Increases in wildfire activity have been linked to warmer spring and summer temperatures resulting from climate change and long-accumulated stocks of combustible vegetation [88,89]. In addition, climate models predict an increase in rising temperatures and regional drying will result in an increase in wildfire activity. Regions like the western U.S. can expect to see considerable increase in wildfire activity [90]. These wildfires may have significant impacts on future air quality and on the health of populations susceptible to the effects of air pollution even those living at a great distance. Our approach is replicable on a larger scale for estimating the health effects of large pollution events resulting from biomass burning over large distances.
5. Conclusions
This research adds to the growing body of literature demonstrating the significant impact of transboundary air pollution on public health. Short-term increases in PM2.5 concentrations due to the Canadian forest fires in the Province of Quebec show a consistent significant increase in respiratory and cardiovascular hospital admissions for the elderly across the east coast of the U.S. as far south as Washington D.C. These results highlight the public health implications of long-range transport of wildfire-related air pollutants, and raise awareness of the health costs that may be associated with exposures to pollutants generated at remote locations. Preparedness planning by public health and clinical communities is needed to ensure a rapid and adequate response to the challenges that a large wildfire event poses to the health care emergency system. This is especially important as these events are expected to increase as a consequence of global climate change. Knowledge of the potential health risks of wildfire smoke can be translated into local action and used in risk prevention decisions and risk communication such as: educating vulnerable groups of taking their prescribed medication, preparing emergency rooms for an influx of patients with respiratory and cardiac conditions, and advising affected populations on how best to limit their exposures to the smoke.
Acknowledgments
This work was in part supported by the NIEHS (grant numbers P50ES015903, P01ES018176, and P30ES03819) and funding from the U.S. Environmental Protection Agency (grant numbers RD83213901, RD83451001, and RD83241701).
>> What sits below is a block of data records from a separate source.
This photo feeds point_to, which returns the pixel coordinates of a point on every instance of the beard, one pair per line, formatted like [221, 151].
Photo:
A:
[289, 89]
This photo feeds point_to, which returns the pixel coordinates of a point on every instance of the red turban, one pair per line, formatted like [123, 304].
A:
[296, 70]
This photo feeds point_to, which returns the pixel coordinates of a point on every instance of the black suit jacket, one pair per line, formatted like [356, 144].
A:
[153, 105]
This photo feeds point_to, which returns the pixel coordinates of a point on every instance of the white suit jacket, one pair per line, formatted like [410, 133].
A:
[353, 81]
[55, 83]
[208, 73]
Although the research described in this article has been funded wholly or in part by the United States Environmental Protection Agency it has not been subjected to the Agency’s required peer and policy review and therefore does not necessarily reflect the views of the Agency and no official endorsement should be inferred. This manuscript is dedicated to Alison Geyh from the Department of Environmental Health Sciences, Johns Hopkins Bloomberg School of Public Health who passed away before this paper was completed. She was a great friend and outstanding colleague.
Footnotes
Conflicts of Interest
The authors declare no conflict of interest.